実例からのアドバイス

 ケーススタディ(1):隠し立てせず正直に、知らないことは知らないと認める

 ユージェニー・ファニングは、ニューヨークを拠点とする商業不動産業のスタートアップ、スクエア・フットの人事担当バイスプレジデントだ。

 彼女はこの困難な期間に、自分のチームに対してできる限り「正直であり、かつ透明性を高く保とうとしている」と言う。しかし同時に、将来のことはわからないと認めている。「それは、私にも未知の世界です。でも、すべてに答えられなくてもいいのです」

 新型コロナウイルスのパンデミックで、スクエア・フットは厳しい決断を迫られた。危機の初期にCEOのジョナサン・ワサーストラムは、営業費と出張費の削減、それに経営幹部10人(ユージェニーを含む)の減給を発表した。さらに2週間後には、減給が社員全体に及ぶことを表明した。

「CEOは予算のどこを削減するのか、いくら削減するのかを明快に示しました」と、ユージェニーは話す。「しかし、誰もがレイオフの可能性を心配し、多くの管理職が、その件で質問攻めに遭っていました。私は会社からのメッセージが一貫するよう腐心しました」

 そこでユージェニーは、直属の部下や社内の他のマネジャーと頻繁に、電話で1対1の対話をした。彼女は単刀直入かつ自信に満ちた口調で、「将来何が起こるかはわからないけれど、いまのところレイオフについての話し合いは、いっさいしていません」と語ったと言う。「目的は、チームをできるだけいまの状態で維持して、危機が終わったときにも最善の位置にいることなのです」

 ユージェニーはまた、率直にこうも語った。「これは未知の領域です。3~4ヵ月後、再検討することになるでしょう。でも、万事うまくいけば、絶好調な状態で戻ってこられるでしょう」

 ユージェニーは部下とすでに、堅固で信頼性のある人間関係を築いていたため、メッセージは円滑に受け取られた。

 世界規模のパンデミックによる不確実性はさておき、スタートアップでのキャリアが全体像を把握するのに役立った。「私は過去に解雇されたこともあるし、解雇したこともある」と語る。「スタートアップは困難の連続だから、打たれ強く乗り切っていくしかありません。それでも、初めての人にとっては心配でしょう」

 スクエア・フットではふだん、従業員がCEOやCOOに無記名で質問できる全員参加のミーティングが2週間に1回のペースで行われていた。しかし、いまではこのミーティングの頻度が週1回になり、中間管理職もより深く関わるようになっている。

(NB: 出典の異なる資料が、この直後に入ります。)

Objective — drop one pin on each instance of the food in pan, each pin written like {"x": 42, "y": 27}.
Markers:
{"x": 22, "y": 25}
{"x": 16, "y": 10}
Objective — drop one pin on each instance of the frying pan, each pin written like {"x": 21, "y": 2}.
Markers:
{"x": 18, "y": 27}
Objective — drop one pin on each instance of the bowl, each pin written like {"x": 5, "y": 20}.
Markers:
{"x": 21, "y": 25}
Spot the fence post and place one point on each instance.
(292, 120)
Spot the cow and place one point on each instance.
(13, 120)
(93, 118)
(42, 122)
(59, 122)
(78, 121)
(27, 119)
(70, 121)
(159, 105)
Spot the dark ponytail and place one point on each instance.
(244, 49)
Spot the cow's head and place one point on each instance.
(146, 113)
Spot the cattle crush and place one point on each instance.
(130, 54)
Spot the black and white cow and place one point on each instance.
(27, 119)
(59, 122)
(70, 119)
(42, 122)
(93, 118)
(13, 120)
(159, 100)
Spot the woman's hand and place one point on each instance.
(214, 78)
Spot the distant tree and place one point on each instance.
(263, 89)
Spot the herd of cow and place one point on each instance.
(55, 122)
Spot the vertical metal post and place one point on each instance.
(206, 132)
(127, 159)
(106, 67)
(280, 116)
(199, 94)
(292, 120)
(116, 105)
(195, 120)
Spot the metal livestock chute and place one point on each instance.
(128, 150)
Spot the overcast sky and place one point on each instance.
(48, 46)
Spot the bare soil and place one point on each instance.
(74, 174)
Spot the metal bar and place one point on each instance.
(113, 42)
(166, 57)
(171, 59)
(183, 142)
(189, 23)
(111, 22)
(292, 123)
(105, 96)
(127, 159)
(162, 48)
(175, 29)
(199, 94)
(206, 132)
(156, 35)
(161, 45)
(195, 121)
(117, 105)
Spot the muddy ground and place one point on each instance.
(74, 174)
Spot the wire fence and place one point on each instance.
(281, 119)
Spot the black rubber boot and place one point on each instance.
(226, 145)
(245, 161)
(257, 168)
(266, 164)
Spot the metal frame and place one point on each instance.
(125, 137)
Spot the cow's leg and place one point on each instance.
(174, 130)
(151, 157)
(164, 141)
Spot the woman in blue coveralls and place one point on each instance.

 ユージェニーは、話のトーンがポジティブで強くなるよう、会社のリーダーたちを指導しているという。「メッセージがただ『なんとか乗り越えよう』で終わらず、『事態が収束したときには、これまで以上に強い立場に立っていられるよう、いまこのような方策を取っている』と伝えるといいでしょう」

 また、ユージェニーは会社の最近の成功を強調することに特に力を入れて、自分自身が自信に満ちていると聞こえるように努めている。「当社が獲得した案件を共有することで、従業員全員が貢献していることを知ってもらいたいのです」と語る。